Mood: quizzical
Topic: economy
We watched the well to do mostly older crowd fill about 2/3 of the Seymour centre last night for Costello and Coleman interview with skinny Jana Wendt. Not a Keating! musical full house in the same venue but respectable turn out still.
A couple of times I really wondered what the hell was I doing there (the spurned interviewing the spurned) but glad I went via complementary MUP/crikey ticket. Just rang up and they had one left. Even asked the 2nd audience question about the international financial bailout.
The crowd were quite satisfied I would say even the mild mannered provocateurs.
Peter Coleman presents like a calm overseer. Costello looked uncharacteristicly humble in Coleman's presence. Coleman mentioned how from early on PC presented "like Bob Hawke" as destined "for national leadership of some kind".
This is our take out:
- no regrets from PC refusing the poison chalice offered by Howard after the federal election loss.
- not just affecting a relaxed demeanour, he presents like a man happy in the bosom of his family, with references to 4 months solid of 16 hour days in the concrete bunker on that first budget and then 11 more after that.
- some cracking lines scribbled down in the dark:
- there is a real "buzz" in politics that you don't get anywhere else" spoken like a man who hasn't retired by a long chalk
- APEC 2007: "the week of madness" meeting Putin, Hu, Blair etc during the day, consulting with colleagues about Howard's leadership at night "it could be yours ... it was a saga .... these guys were where I was in 1994 ... " implying he always knew Howard would never hand over, renew the govt. There was an "unreality" and "bizarre" flavour to the APEC week.
- he was in "a psychological" traffic jam'
- it was "better for him and for others" that he vacate the leadership team after the defeat
- "the point of politics is not to be the opposition leader"
- to Jana Wendt on how long will he stay in Parliament "how that will play out will be determined in the next couple of years".
- issues that he would have handled differently in govt - there were many - Kyoto, reconciliation, and on and on the list went.
All the while wishing Malcolm Turnbull his best. Ouch.
For some reason I wrote down this conclusoin which was not said "hates unions more than Howard", and "Howard family were the imperium" meaning not the Liberal Party whose advice the PM declined when it came to the crunch during APEC.
As I said to the old dears chatting behind me "he's coming back, I can tell".
And what was my question? It went something like this:
The vice president of the US Federal Reserve from 1996 to 2006 was on World Today show yesterday, and I noticed your opinion piece in the Sydney Morning Herald too. He said the Congress were right to vote down the bail out package. What's your opinion and of the new bail out package too?

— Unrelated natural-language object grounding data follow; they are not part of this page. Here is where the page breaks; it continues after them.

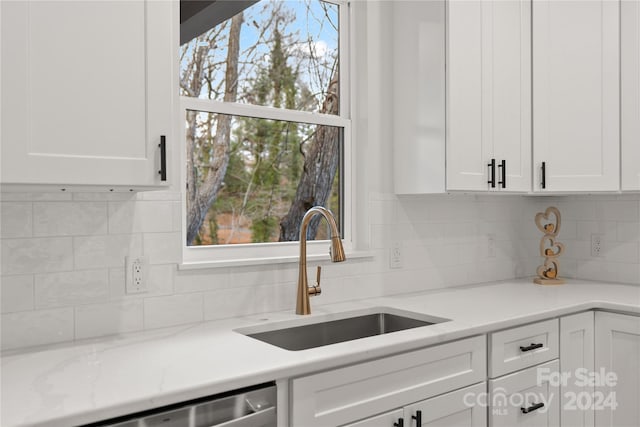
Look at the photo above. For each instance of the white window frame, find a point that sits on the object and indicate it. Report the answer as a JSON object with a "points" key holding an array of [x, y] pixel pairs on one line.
{"points": [[279, 252]]}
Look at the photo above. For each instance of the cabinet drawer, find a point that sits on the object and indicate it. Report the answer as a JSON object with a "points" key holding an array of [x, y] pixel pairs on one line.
{"points": [[525, 398], [343, 395], [521, 347]]}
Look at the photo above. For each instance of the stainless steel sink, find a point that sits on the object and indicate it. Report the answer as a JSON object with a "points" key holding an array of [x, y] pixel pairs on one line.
{"points": [[350, 328]]}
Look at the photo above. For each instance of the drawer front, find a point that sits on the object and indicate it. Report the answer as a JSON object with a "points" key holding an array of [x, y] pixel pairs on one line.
{"points": [[525, 398], [519, 348], [344, 395], [457, 408]]}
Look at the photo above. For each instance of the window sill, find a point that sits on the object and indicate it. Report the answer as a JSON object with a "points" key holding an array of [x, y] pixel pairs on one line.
{"points": [[269, 260]]}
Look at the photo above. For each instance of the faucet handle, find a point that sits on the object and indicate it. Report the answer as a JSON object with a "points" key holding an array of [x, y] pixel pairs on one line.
{"points": [[315, 290]]}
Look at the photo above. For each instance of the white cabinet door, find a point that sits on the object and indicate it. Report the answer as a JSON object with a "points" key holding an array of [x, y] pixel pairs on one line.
{"points": [[388, 419], [576, 95], [630, 92], [576, 360], [355, 392], [458, 408], [489, 95], [419, 96], [525, 398], [86, 91], [618, 352]]}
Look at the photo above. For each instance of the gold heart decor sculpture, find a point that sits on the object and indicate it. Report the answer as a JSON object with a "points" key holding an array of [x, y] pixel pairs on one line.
{"points": [[549, 247], [548, 270], [549, 223]]}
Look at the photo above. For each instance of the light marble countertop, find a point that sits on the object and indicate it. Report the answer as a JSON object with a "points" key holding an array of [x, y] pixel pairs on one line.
{"points": [[99, 379]]}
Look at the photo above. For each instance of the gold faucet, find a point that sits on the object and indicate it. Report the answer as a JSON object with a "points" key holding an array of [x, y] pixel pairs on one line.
{"points": [[337, 255]]}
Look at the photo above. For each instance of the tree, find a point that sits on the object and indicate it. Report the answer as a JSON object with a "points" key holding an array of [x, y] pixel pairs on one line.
{"points": [[202, 191], [321, 160]]}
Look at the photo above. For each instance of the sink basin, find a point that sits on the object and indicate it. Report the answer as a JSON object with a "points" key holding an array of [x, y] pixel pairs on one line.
{"points": [[331, 331]]}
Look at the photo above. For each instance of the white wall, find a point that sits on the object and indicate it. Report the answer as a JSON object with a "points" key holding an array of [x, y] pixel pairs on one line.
{"points": [[63, 262], [62, 271]]}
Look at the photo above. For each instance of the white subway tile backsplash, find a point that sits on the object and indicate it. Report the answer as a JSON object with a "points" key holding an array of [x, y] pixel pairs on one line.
{"points": [[109, 318], [107, 196], [201, 280], [69, 219], [608, 230], [620, 210], [37, 255], [622, 252], [628, 231], [67, 251], [31, 197], [71, 288], [16, 293], [17, 219], [39, 327], [173, 310], [106, 250], [628, 273], [140, 217], [163, 248]]}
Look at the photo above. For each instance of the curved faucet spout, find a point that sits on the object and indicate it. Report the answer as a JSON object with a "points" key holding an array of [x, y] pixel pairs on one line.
{"points": [[337, 255]]}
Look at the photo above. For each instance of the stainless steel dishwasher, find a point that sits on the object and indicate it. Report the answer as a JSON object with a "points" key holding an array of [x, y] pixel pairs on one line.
{"points": [[251, 407]]}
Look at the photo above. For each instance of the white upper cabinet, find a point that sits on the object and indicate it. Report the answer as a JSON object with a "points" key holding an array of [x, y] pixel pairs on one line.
{"points": [[576, 95], [86, 91], [489, 95], [617, 356], [630, 91], [419, 96]]}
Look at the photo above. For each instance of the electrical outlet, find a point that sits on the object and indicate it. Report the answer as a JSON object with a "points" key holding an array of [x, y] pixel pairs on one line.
{"points": [[395, 255], [136, 275], [597, 245], [491, 245]]}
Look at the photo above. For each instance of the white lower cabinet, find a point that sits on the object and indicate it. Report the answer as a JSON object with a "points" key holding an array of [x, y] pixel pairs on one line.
{"points": [[525, 398], [454, 409], [388, 419], [576, 362], [579, 370], [347, 395], [617, 361], [458, 408]]}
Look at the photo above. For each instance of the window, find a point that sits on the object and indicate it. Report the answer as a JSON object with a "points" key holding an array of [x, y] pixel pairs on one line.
{"points": [[264, 88]]}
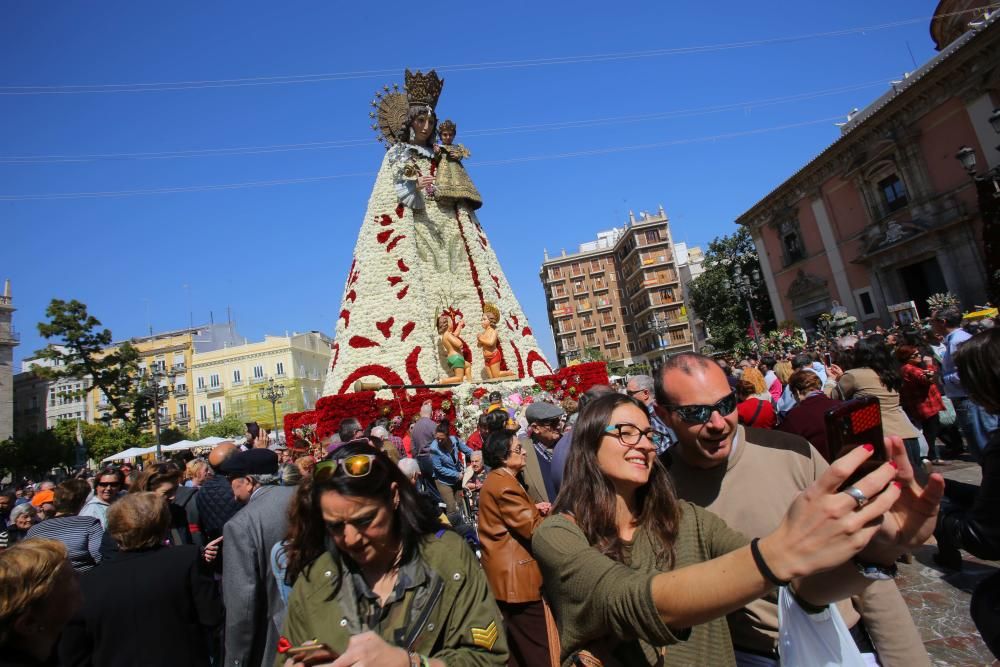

In short that new bailout package with conditions should pass and will pass, but that the people on mainstreet were right to be very upset about paying for the irresponsible behaviour of some people on the markets. It was much longer than that but that was the gist.
There was plenty more I've left out and he didn't convince me to vote Liberal or anything but it was a useful evening.
And the biggest elephant of all was not so much silently in the room as bestride the whole building unnoticed by presenters or audience: The Iraq War.
As if on cue Malcolm Turnbull was on Sydney abc radio first item on the morning show. Methinks it would not be a reach to say he was briefed on Costello's little soiree of the night before and felt the call of some publicity of his own?